高津 慶子という女優がいた。私は高津 慶子のファンだったけれど、あまりに幼い頃に見たので、彼女の顔も思い出せない。

経歴は、少しだけ知っている。

1929年(昭和4年)、17歳で「松竹楽劇部」に入った。この年(昭和4年)7月、「帝キネ」に移る。おそらく「恋のジャズ」という無声映画が、最初の出演作ではないだろうか。

初めての「恋のジャズ」の試写を初めて見た時は、何だか変な気持でしたわ。
自分はこっちにゐるのに、向ふでは別の自分が動いてゐますでせう。そして、
あそこではかう動いたのにと思ってるのに、変な風に動いてゐますし……
ほんとに、踊る幻影といった気持ですわ。
彼女はちょっと眼を細くして、その当時を思ひ出す。

当時のインタヴュー記事から。

1930年、19歳で、「腕」という映画に主演している。このあたりから、トップスターになった。

高津 慶子は藤森 成吉の傾向小説、「何が彼女をそうさせたか」に主演している。
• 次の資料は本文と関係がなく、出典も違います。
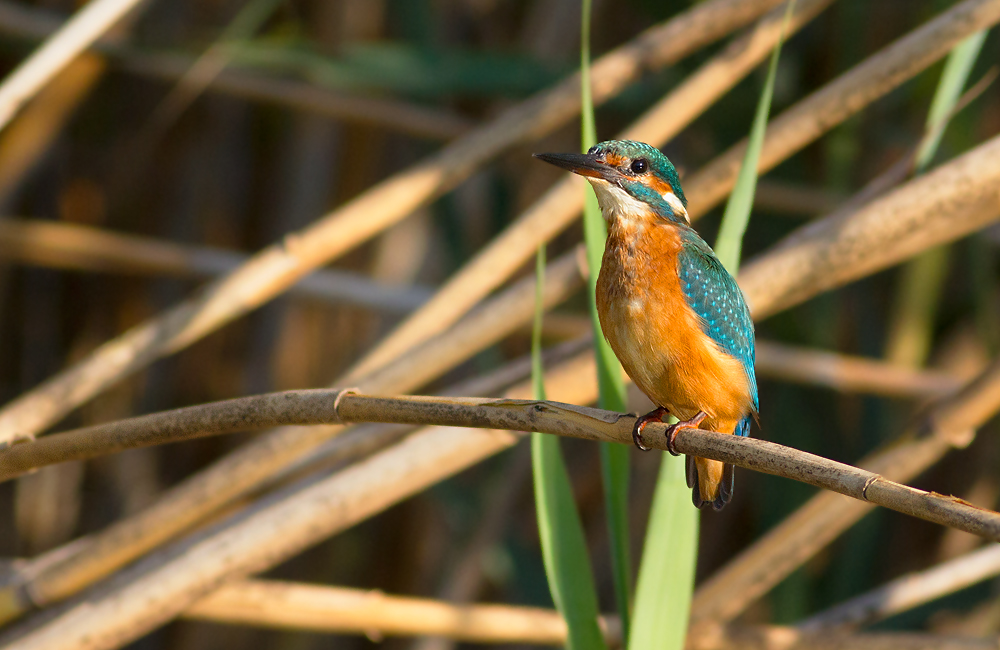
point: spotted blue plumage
(714, 295)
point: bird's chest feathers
(638, 290)
(654, 333)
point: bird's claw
(673, 429)
(637, 434)
(641, 422)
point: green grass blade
(912, 324)
(955, 75)
(564, 547)
(666, 574)
(729, 245)
(611, 388)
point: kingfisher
(675, 318)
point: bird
(673, 315)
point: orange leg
(680, 426)
(656, 415)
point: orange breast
(657, 336)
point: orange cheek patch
(660, 186)
(613, 159)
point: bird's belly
(659, 341)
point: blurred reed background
(201, 132)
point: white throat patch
(616, 203)
(676, 205)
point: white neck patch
(615, 202)
(676, 205)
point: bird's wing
(714, 295)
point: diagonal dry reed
(162, 586)
(909, 591)
(277, 267)
(284, 605)
(244, 470)
(866, 82)
(562, 204)
(342, 406)
(288, 605)
(442, 453)
(958, 183)
(395, 115)
(950, 423)
(72, 39)
(76, 247)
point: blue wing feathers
(714, 295)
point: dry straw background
(203, 201)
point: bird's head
(630, 179)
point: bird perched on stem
(672, 313)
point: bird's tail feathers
(711, 482)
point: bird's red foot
(656, 415)
(672, 430)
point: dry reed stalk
(247, 468)
(950, 423)
(571, 381)
(848, 373)
(343, 406)
(848, 245)
(200, 495)
(420, 121)
(31, 135)
(73, 38)
(562, 204)
(275, 268)
(161, 587)
(75, 247)
(337, 609)
(909, 591)
(785, 638)
(803, 123)
(284, 605)
(848, 94)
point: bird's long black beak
(584, 164)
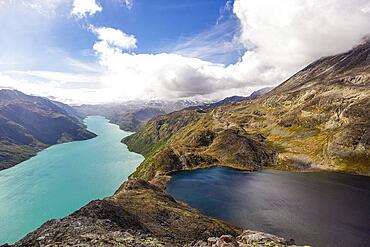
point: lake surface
(63, 178)
(321, 209)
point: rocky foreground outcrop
(29, 124)
(141, 214)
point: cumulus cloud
(279, 37)
(83, 8)
(114, 38)
(128, 3)
(290, 34)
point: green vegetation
(314, 120)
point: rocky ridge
(141, 214)
(317, 119)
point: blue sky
(97, 51)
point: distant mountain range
(29, 124)
(318, 119)
(133, 115)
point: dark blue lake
(320, 209)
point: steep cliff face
(141, 214)
(316, 119)
(29, 124)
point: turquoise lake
(63, 178)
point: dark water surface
(320, 209)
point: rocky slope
(29, 124)
(141, 214)
(319, 118)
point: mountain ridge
(317, 119)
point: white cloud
(128, 3)
(82, 8)
(290, 34)
(114, 37)
(280, 36)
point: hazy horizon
(104, 51)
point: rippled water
(63, 178)
(321, 209)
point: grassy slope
(318, 118)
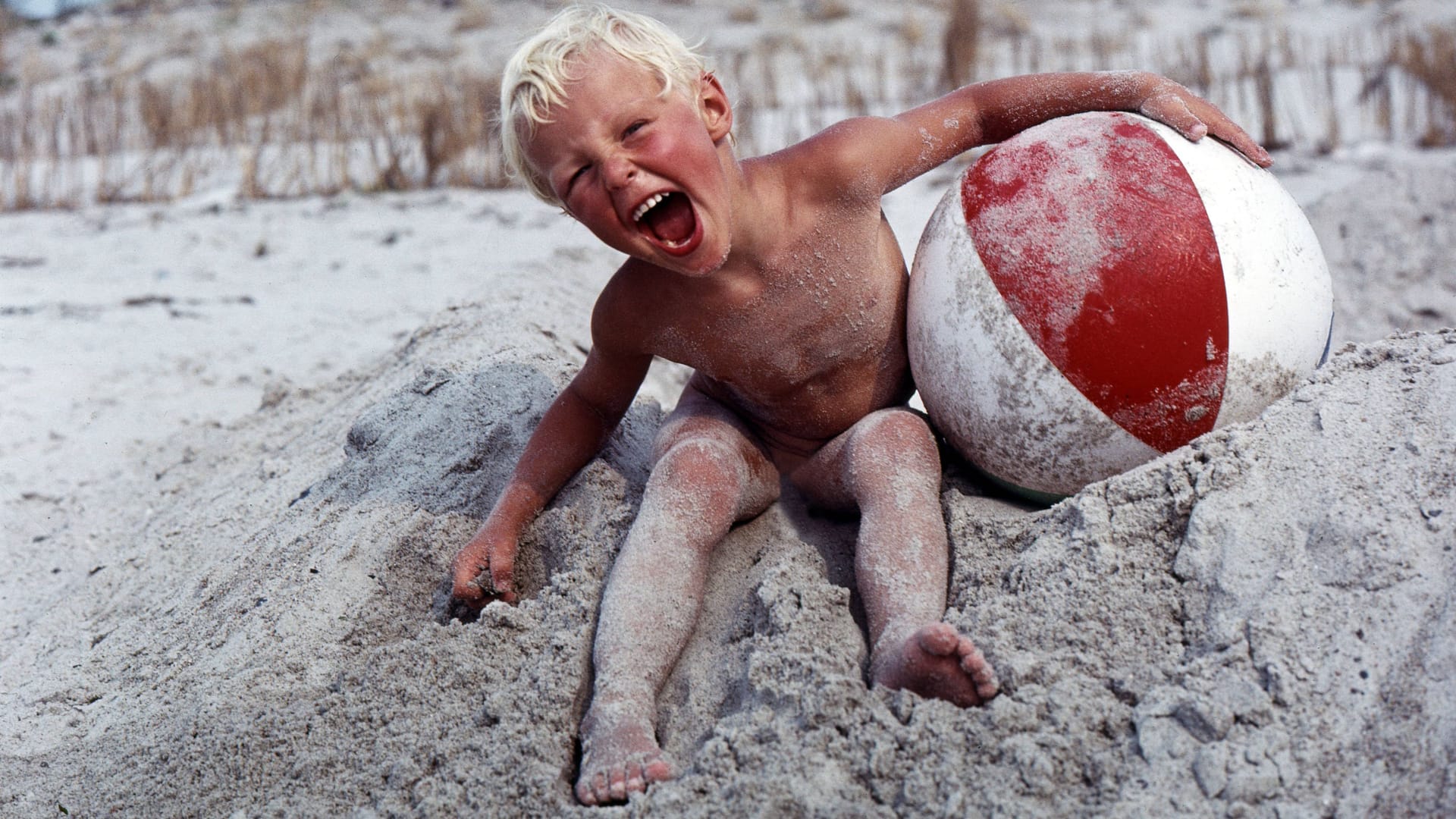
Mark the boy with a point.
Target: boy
(778, 280)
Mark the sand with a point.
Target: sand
(231, 484)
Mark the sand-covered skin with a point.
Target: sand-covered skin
(228, 522)
(1258, 618)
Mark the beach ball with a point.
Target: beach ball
(1098, 290)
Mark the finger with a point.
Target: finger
(1174, 112)
(465, 588)
(503, 575)
(1248, 148)
(1228, 131)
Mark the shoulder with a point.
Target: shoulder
(856, 158)
(623, 318)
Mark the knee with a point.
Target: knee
(893, 450)
(715, 471)
(701, 461)
(896, 436)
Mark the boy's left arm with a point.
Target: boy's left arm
(902, 148)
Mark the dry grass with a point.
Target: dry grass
(1430, 57)
(283, 121)
(473, 17)
(963, 37)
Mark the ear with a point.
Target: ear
(714, 107)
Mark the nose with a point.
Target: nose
(618, 171)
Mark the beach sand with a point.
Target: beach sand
(240, 442)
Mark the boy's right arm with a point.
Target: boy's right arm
(571, 433)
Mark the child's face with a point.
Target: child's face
(639, 169)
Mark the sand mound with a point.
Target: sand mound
(1263, 618)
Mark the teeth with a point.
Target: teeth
(651, 202)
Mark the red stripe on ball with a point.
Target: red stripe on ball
(1098, 241)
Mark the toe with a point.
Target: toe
(940, 640)
(657, 771)
(601, 786)
(635, 781)
(619, 786)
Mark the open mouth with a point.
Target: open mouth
(670, 222)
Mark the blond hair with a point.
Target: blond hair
(536, 74)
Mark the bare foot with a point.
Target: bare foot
(619, 757)
(935, 661)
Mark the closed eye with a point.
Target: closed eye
(577, 175)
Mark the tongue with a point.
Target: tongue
(672, 221)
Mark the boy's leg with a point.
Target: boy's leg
(889, 466)
(708, 474)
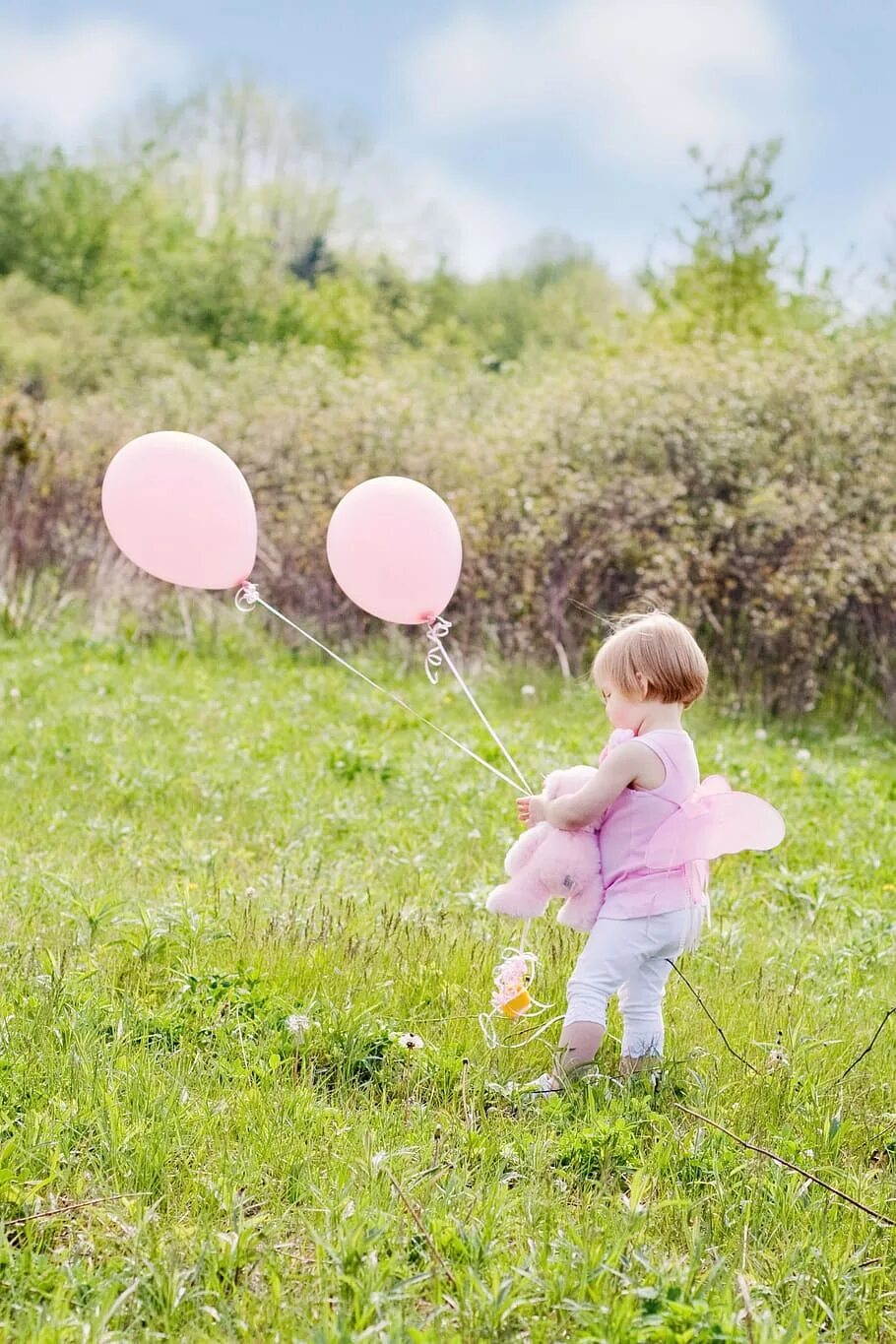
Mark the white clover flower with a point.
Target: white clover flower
(297, 1024)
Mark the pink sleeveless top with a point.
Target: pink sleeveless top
(631, 888)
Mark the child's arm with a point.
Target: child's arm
(631, 762)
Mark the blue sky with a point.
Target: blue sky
(509, 116)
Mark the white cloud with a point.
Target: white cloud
(633, 80)
(63, 82)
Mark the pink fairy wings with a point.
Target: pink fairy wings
(716, 820)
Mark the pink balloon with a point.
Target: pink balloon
(395, 548)
(180, 510)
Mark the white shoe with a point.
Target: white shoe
(545, 1085)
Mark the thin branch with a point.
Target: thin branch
(868, 1048)
(70, 1208)
(727, 1043)
(793, 1167)
(416, 1215)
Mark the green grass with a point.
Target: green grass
(196, 846)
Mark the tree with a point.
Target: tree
(729, 283)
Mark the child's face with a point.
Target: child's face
(622, 711)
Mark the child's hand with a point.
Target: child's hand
(530, 810)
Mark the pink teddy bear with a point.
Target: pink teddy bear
(545, 862)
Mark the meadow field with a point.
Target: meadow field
(235, 884)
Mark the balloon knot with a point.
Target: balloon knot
(246, 597)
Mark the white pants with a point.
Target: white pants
(634, 958)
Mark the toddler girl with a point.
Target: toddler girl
(648, 672)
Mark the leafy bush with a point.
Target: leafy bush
(749, 489)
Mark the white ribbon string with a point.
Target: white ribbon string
(438, 654)
(249, 597)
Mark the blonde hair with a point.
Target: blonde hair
(661, 651)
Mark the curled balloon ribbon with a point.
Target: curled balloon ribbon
(435, 632)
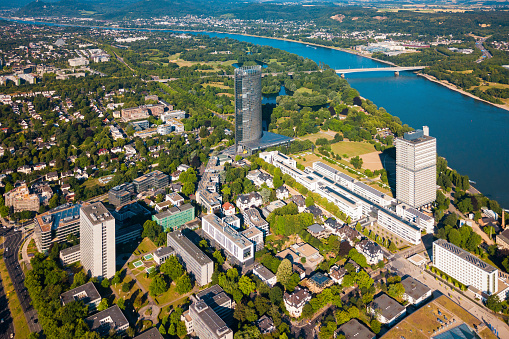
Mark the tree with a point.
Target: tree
(183, 284)
(172, 267)
(275, 295)
(493, 303)
(284, 272)
(188, 188)
(121, 303)
(105, 283)
(246, 285)
(103, 305)
(158, 285)
(126, 287)
(376, 326)
(219, 257)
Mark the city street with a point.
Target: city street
(403, 266)
(6, 324)
(13, 241)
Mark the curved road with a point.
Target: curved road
(6, 324)
(12, 245)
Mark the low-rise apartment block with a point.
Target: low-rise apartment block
(86, 293)
(174, 217)
(465, 267)
(55, 225)
(194, 260)
(386, 310)
(238, 248)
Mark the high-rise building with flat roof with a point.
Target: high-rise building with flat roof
(248, 103)
(97, 240)
(465, 267)
(195, 261)
(249, 135)
(416, 162)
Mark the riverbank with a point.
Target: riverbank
(459, 90)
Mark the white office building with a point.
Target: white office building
(97, 240)
(402, 228)
(236, 245)
(464, 267)
(416, 159)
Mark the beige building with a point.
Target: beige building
(21, 199)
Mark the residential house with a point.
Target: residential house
(295, 301)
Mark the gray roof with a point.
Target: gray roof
(114, 313)
(163, 251)
(70, 250)
(264, 272)
(387, 306)
(173, 210)
(86, 292)
(153, 333)
(254, 217)
(213, 296)
(316, 228)
(189, 248)
(355, 330)
(414, 288)
(465, 255)
(210, 318)
(96, 213)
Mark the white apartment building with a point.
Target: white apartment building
(399, 226)
(416, 158)
(236, 245)
(97, 240)
(424, 221)
(464, 267)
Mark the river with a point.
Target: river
(471, 134)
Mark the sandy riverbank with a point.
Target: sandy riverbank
(459, 90)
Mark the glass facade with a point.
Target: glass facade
(248, 104)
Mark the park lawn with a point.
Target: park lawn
(167, 296)
(352, 148)
(451, 306)
(146, 246)
(304, 90)
(143, 280)
(216, 84)
(20, 323)
(32, 248)
(320, 134)
(487, 334)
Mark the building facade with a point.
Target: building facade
(173, 218)
(416, 159)
(97, 240)
(464, 267)
(194, 260)
(248, 104)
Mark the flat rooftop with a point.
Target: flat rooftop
(267, 140)
(190, 248)
(86, 292)
(465, 255)
(96, 213)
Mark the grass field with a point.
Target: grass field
(146, 246)
(352, 148)
(20, 324)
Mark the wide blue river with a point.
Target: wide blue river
(471, 134)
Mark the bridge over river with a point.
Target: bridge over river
(395, 69)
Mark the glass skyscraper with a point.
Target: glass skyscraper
(248, 104)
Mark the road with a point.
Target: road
(403, 267)
(12, 245)
(6, 324)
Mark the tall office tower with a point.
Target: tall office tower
(248, 104)
(416, 162)
(97, 240)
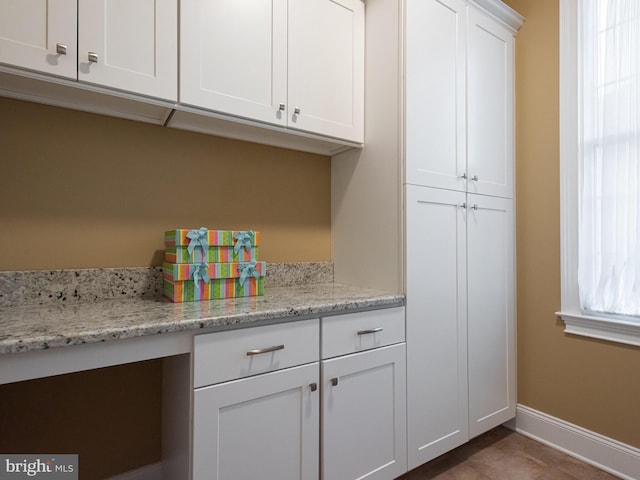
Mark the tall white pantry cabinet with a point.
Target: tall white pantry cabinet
(427, 207)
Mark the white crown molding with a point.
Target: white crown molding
(610, 455)
(502, 12)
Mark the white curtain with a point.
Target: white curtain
(609, 198)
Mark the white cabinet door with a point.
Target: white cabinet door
(435, 93)
(129, 45)
(32, 32)
(233, 57)
(265, 426)
(491, 315)
(436, 322)
(326, 67)
(364, 415)
(490, 106)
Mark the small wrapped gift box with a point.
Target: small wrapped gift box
(211, 246)
(195, 282)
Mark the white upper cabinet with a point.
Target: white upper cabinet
(293, 64)
(326, 67)
(129, 45)
(39, 35)
(233, 57)
(490, 107)
(459, 99)
(435, 92)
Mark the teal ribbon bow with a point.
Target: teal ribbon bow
(243, 240)
(198, 238)
(200, 272)
(247, 270)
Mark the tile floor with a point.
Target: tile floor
(502, 454)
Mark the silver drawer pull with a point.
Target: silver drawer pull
(371, 330)
(258, 351)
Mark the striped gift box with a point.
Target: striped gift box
(180, 254)
(221, 246)
(224, 281)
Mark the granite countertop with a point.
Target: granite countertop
(39, 327)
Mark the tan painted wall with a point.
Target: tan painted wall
(593, 384)
(79, 190)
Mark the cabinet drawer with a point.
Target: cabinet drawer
(354, 332)
(222, 356)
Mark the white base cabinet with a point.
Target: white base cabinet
(265, 406)
(265, 426)
(288, 63)
(364, 415)
(364, 396)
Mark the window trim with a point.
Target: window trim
(576, 322)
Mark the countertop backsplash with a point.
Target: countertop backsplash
(40, 287)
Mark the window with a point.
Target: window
(600, 168)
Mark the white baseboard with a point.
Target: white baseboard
(605, 453)
(152, 471)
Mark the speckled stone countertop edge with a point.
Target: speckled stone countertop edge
(41, 327)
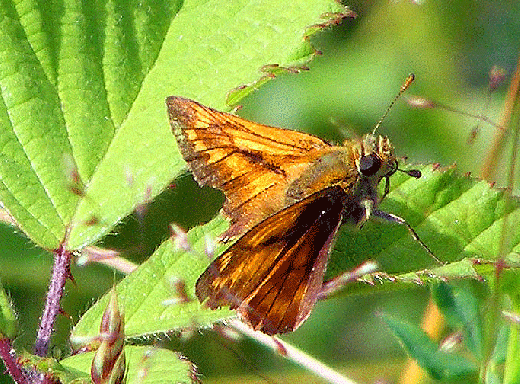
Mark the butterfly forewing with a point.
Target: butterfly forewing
(274, 272)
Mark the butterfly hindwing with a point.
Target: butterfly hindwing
(274, 272)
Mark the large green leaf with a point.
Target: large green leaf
(84, 135)
(146, 295)
(430, 203)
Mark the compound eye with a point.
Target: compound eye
(369, 165)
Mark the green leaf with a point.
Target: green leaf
(440, 365)
(510, 285)
(8, 323)
(144, 291)
(85, 137)
(459, 218)
(459, 304)
(144, 295)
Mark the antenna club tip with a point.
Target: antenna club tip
(409, 80)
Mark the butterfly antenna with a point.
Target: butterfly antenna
(409, 80)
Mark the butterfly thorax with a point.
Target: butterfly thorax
(374, 160)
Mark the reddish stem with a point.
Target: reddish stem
(9, 359)
(60, 274)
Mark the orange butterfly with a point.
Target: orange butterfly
(287, 193)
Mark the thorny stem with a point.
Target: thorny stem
(9, 359)
(60, 274)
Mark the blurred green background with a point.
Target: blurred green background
(450, 46)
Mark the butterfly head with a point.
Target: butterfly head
(376, 157)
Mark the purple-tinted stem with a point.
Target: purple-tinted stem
(60, 274)
(9, 359)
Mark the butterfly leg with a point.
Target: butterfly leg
(401, 221)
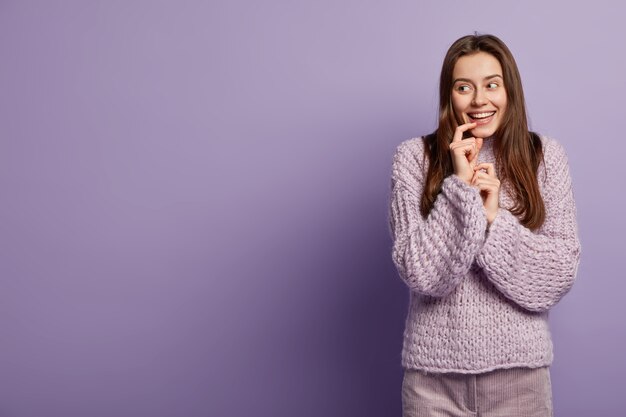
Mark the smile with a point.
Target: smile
(478, 116)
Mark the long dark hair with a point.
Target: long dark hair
(518, 151)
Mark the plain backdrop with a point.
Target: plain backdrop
(194, 196)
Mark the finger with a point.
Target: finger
(489, 167)
(458, 133)
(479, 144)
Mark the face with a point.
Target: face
(478, 93)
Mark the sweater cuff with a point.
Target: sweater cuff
(462, 195)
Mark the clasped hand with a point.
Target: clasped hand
(482, 176)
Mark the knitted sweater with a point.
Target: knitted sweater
(479, 297)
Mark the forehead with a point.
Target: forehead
(476, 66)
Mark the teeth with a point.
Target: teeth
(481, 115)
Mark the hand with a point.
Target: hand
(489, 186)
(465, 152)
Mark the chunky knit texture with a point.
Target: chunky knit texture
(479, 297)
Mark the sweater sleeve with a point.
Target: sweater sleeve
(536, 269)
(432, 254)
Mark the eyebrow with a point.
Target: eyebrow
(484, 79)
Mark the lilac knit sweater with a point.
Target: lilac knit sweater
(479, 297)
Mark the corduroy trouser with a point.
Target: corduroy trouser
(515, 392)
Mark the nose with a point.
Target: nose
(479, 98)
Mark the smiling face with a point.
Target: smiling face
(478, 93)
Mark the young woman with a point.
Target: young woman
(485, 236)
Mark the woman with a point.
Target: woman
(485, 236)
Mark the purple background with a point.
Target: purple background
(194, 199)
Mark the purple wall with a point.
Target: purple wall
(194, 199)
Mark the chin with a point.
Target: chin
(480, 132)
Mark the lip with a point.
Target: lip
(481, 122)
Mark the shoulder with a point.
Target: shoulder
(409, 152)
(408, 159)
(554, 166)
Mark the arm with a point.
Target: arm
(432, 255)
(536, 269)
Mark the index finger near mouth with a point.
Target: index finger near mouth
(491, 171)
(458, 133)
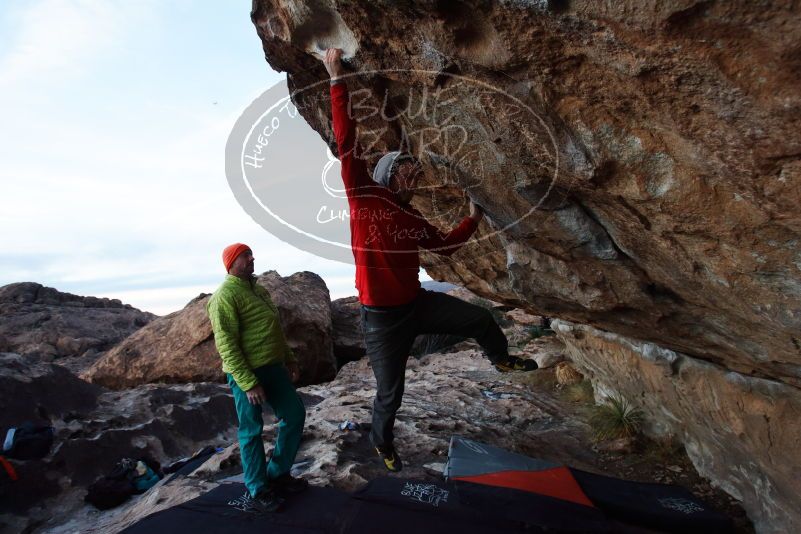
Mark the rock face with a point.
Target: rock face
(179, 347)
(38, 391)
(446, 394)
(740, 431)
(305, 306)
(39, 321)
(639, 163)
(94, 428)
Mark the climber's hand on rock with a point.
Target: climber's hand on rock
(256, 395)
(333, 63)
(476, 213)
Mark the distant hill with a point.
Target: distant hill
(441, 287)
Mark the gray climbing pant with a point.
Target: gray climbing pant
(389, 332)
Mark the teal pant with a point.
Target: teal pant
(288, 408)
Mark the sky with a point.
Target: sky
(115, 118)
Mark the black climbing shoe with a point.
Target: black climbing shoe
(390, 458)
(267, 501)
(289, 485)
(513, 363)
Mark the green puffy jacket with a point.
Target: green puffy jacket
(247, 330)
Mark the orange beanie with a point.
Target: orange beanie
(231, 252)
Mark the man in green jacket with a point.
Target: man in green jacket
(260, 367)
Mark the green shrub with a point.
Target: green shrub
(615, 418)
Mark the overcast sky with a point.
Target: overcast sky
(115, 118)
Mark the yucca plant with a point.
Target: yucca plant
(616, 418)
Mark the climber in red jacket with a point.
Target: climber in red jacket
(386, 234)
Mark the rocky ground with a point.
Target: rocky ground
(451, 393)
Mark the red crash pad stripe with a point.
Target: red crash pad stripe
(557, 482)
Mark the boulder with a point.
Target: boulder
(348, 332)
(305, 306)
(39, 392)
(638, 165)
(740, 431)
(179, 347)
(42, 322)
傾向小説というのは、プロレタリア文学のこと。
パート・トーキーにする企画だった。

偶然だが、私は高津 慶子を2、3本、見ている。
題名もわからないのだが、河津 清三郎と共演した映画では、愛する男が失業し、別の女のもとに走ったため苦しみぬいて、最後には男と心中して果てる女をやっていた。お涙頂戴のメロドラマだった。小学生の私は、美しい高津 慶子が不幸なまま人生を終えてしまうその姿に戦慄した。そして、彼女をさんざん苦しめたあげく、まるで無理心中のようなかたちで死んでしまう河津 清三郎がきらいになった。

はるか後年、高津 慶子の写真を見て、もう忘れていた顔を思い出した。今の女優でいうと、水野 美紀にかなり似ている。私は、舞台劇『ユートピアの彼方へ』で見ていらい水野 美紀の熱心なファンなのである。

自分の感性をずっと遡って行くと、高津 慶子と森 静子が浮かんでくる。
この二人の女優が好きだったことは、ひょっとすると、その後の私の女性観になんらかの影響をおよぼしているかも。(笑)

1243

1929年から、30年にかけての日本映画。

「松竹」は、村上 浪六原作の「原田 甲斐」。市川 右太衛門、鈴木 澄子。
鈴木 澄子は、後年たくさんの怪談映画に主演した女優さん。この頃は、可憐な娘役で、はるか後年、多数の怪談に出るようには見えない。まったく、女はこわいね。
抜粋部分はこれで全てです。